Belarusian journalist and writer Svetlana Alexievich the 2015 Nobel literature winner, is surrounded as she leaves a news conference in Minsk, Belarus, Thursday, Oct. 8, 2015. Belarusian writer Svetlana Alexievich won the Nobel Prize in literature Thursday, for works that the prize judges called "a monument to suffering and courage." (AP Photo/Sergei Grits)
Belarusian journalist and writer Svetlana Alexievich the 2015 Nobel literature winner, is surrounded as she leaves a news conference in Minsk, Belarus, Thursday, Oct. 8, 2015. Belarusian writer Svetlana Alexievich won the Nobel Prize in literature Thursday, for works that the prize judges called "a monument to suffering and courage." (AP Photo/Sergei Grits)

Want to win a Nobel Prize in literature? Just go to journalism school. In Minsk.

Case in point: Svetlana Alexievich, winner of the 2015 Nobel Prize in literature. The Guardian's Marta Bausells described her as “the Belarusian writer whose oral histories have recorded thousands of individual voices to map the implosion of the Soviet Union.”

Her books, which she says take about 10 years to write, are based upon thousands of interviews with people – often they are women and children – who lived through disasters such as the Soviet invasion of Afghanistan and the nuclear meltdown at Chernobyl.

I learned of Alexievich and her work only this morning from a report on NPR. Her books – because they occupy a rare space between nonfiction reporting and storytelling -- are not widely available in English translations.

I found one on Amazon, "Voices of Chernobyl", and copied this one-paragraph excerpt. It is narrated by a woman whose husband tried to help put out the fire at the nuclear site and became a victim of the radiation that would render the entire town uninhabitable:

I couldn’t get into the hospital that evening. There was a sea of people. I stood under his window, he came over and yelled something to me. It was all so desperate! Someone in the crowd heard him – they were being taken to Moscow that night. All the wives got together in one group. We decided we’d go with them. Let us go with our husbands! You have no right! We punched and clawed. The soldiers – there were already soldiers – pushed us back. Then the doctor came out and said, Yes, they were flying to Moscow, but we needed to bring them their clothes. The clothes they’d worn at the station had been burned. The buses had stopped running already and we ran across the city. We came running back with their bags, but the plane was already gone. They tricked us. So that we wouldn’t be there yelling and crying.

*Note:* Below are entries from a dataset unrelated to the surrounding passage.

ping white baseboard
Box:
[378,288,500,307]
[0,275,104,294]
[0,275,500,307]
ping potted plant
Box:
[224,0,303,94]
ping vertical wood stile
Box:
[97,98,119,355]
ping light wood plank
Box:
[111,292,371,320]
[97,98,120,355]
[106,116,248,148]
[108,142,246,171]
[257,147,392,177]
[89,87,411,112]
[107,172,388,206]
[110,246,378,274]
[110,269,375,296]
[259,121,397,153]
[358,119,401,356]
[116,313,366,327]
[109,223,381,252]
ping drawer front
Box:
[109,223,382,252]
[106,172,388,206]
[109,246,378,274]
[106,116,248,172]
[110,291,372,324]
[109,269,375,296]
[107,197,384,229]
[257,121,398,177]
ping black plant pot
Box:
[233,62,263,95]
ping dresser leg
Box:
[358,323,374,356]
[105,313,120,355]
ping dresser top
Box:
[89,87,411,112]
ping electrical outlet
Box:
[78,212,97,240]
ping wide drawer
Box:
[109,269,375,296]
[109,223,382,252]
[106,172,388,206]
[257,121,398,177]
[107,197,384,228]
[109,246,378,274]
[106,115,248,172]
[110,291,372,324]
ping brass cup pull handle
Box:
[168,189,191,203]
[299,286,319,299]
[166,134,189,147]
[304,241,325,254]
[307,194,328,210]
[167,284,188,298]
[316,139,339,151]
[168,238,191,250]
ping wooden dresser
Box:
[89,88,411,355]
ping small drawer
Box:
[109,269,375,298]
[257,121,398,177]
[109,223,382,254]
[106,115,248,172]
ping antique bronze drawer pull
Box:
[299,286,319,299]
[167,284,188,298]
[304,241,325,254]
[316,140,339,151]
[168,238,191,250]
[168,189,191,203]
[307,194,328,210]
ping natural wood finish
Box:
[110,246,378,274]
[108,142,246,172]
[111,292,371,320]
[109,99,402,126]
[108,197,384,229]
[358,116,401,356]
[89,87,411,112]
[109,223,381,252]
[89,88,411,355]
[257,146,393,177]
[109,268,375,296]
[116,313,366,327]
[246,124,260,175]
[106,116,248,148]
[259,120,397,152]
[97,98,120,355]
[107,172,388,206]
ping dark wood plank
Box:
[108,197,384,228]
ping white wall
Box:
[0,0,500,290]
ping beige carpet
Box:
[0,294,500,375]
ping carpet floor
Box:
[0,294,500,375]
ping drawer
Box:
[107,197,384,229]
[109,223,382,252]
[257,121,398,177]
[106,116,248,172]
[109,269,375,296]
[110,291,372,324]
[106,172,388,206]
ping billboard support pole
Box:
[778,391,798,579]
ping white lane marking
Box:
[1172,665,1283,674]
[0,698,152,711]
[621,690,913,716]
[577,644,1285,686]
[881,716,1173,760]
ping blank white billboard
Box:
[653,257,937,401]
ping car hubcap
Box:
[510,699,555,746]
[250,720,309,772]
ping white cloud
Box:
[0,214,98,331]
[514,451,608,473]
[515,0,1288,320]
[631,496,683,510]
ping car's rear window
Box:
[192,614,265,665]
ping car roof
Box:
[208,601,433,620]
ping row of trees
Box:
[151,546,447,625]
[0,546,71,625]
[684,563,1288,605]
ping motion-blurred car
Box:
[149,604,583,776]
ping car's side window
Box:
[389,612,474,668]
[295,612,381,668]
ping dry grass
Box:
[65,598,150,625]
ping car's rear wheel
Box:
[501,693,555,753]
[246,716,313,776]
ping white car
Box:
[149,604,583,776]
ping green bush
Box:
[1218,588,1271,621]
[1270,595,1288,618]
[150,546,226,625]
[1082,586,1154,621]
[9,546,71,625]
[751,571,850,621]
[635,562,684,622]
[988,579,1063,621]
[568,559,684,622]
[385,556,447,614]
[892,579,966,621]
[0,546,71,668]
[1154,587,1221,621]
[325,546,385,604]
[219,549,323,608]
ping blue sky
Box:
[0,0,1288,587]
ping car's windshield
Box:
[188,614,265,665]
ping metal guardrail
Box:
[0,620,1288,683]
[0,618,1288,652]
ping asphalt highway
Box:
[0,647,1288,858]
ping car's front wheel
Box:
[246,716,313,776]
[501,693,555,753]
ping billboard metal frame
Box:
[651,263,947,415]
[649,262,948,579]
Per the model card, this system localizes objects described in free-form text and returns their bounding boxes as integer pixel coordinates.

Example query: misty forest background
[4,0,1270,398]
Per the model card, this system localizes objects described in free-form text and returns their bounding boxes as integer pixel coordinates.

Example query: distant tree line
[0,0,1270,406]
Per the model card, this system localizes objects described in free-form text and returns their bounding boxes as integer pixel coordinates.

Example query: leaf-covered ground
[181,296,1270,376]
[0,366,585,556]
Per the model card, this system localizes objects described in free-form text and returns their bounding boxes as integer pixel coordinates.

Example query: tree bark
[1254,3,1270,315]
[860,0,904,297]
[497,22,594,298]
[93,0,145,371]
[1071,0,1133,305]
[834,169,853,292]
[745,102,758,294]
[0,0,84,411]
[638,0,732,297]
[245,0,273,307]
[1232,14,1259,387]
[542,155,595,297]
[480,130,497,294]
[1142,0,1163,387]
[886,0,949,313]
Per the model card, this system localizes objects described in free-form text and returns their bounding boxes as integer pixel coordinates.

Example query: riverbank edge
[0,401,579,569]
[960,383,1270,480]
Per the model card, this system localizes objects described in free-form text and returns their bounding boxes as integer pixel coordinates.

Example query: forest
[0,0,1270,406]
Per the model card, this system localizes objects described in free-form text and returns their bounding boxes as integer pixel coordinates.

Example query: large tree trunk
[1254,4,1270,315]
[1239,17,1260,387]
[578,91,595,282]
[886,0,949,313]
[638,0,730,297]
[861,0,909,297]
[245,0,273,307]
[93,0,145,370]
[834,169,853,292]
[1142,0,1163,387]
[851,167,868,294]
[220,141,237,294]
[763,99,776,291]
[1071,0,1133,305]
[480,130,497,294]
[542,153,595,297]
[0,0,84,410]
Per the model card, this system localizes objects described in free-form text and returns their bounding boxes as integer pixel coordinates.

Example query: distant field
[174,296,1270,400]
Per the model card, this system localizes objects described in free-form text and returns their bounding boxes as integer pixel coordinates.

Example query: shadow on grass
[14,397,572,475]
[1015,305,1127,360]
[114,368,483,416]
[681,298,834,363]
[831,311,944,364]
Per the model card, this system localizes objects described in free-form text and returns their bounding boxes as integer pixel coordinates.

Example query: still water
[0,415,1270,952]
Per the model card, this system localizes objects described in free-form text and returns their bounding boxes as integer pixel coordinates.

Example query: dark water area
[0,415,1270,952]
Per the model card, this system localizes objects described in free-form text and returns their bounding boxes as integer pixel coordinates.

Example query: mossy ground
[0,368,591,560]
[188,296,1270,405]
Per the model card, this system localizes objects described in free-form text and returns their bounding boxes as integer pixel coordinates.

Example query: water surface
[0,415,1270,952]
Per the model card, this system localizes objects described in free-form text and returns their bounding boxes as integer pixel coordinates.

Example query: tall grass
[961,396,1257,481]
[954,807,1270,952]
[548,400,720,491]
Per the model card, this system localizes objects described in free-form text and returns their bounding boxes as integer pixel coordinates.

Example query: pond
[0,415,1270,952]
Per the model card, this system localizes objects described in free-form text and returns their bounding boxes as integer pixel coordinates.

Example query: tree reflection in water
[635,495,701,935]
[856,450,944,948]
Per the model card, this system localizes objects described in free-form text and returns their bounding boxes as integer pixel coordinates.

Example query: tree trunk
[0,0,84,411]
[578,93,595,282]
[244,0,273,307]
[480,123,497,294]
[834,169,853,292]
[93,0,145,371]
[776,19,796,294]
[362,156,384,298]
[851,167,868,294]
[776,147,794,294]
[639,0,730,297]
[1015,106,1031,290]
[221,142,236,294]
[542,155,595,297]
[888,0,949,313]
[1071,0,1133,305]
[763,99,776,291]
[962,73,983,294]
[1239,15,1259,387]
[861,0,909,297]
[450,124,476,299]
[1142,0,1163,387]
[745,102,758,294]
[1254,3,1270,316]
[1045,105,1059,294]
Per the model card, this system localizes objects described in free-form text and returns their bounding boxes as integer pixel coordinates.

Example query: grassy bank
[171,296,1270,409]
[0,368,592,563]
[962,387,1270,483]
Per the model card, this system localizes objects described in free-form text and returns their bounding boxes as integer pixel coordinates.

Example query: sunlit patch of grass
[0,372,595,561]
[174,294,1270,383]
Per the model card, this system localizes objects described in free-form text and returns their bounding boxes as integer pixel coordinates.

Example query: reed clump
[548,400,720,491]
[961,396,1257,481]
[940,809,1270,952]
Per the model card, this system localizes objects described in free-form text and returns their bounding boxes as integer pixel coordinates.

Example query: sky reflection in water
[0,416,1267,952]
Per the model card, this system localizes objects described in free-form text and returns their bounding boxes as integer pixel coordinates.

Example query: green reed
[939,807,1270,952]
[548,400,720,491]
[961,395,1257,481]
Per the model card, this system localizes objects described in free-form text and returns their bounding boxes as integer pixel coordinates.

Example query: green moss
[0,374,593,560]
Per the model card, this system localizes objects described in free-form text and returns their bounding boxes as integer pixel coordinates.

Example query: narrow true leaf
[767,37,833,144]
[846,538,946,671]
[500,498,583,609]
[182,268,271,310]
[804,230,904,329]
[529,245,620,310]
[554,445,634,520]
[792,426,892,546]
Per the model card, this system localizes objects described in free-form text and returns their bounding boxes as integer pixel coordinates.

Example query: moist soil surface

The Guardian reports that Alexievich "found her voice under the influence of the Belorusian writer Ales Adamovich, who developed a genre which he variously called the 'collective novel', 'novel-oratorio', 'novel-evidence', 'people talking about themselves' and 'epic chorus'."

As Alexievich’s work becomes more familiar to journalists and other non-fiction writers, it will be interesting to learn more about her research methods, her narrative strategies and her obvious manipulation of the raw material. As happens with many oral histories, such as those made famous in America by Studs Terkel, the author is not just quoting sources in a traditional sense. To turn the source into a storyteller, sentences are filtered of their distracting elements and distilled to their essence. They are combined and recombined into a coherent order. Some words, I assume, are added for clarity. When words are added or changed to enhance the drama or suspense of a passage, the work teeters toward fiction. Oral historians help readers and critics by making their methods transparent at the beginning of a work.

Sara Danius, representing the Swedish Academy, calls Alexievich an “extraordinary” writer:

For the past 30 or 40 years she’s been busy mapping the Soviet and post-Soviet individual, but it’s not really about a history of events. It’s a history of emotions…She’s conducted thousands and thousands of interviews with children, with women and with men, and in this way she’s offering us a history of human beings about whom we didn’t know that much…and at the same time she’s offering us…a history of the soul.

The Guardian quotes the author from the introduction of an upcoming book, "Second-hand Time".

I don’t ask people about socialism, I ask about love, jealousy, childhood, old age, music, dances, hairstyles. The myriad sundry details of a vanished way of life. This is the only way to chase the catastrophe into the framework of the mundane and attempt to tell a story.

It never ceases to amaze me how interesting ordinary, everyday life is. There are an endless number of human truths….History is only interested in facts; emotions are excluded from its realm of interest. It’s considered improper to admit them into history. I look at the world as a writer, not strictly an historian. I am fascinated by people.

Few of us get to spend 10 years on a story or interview thousands of sources. We may not work with organizations that allow the narrative liberties of the oral historian. But we can certainly drill down in our reporting to find the people who have most at stake in an issue or event. We can spend time with them to gain a sense of their daily lives and struggles. We can help give them a voice so that they are not drowned out by those in authority.

Alexievich is not the first non-fiction writer to win the Nobel Prize in literature. (My old pal Winston Churchill – yes, that Winston Churchill -- copped the prize for his remarkable histories.) Today, let’s embrace and celebrate Alexievich as a sister journalist. After all, she graduated from journalism school – in Minsk.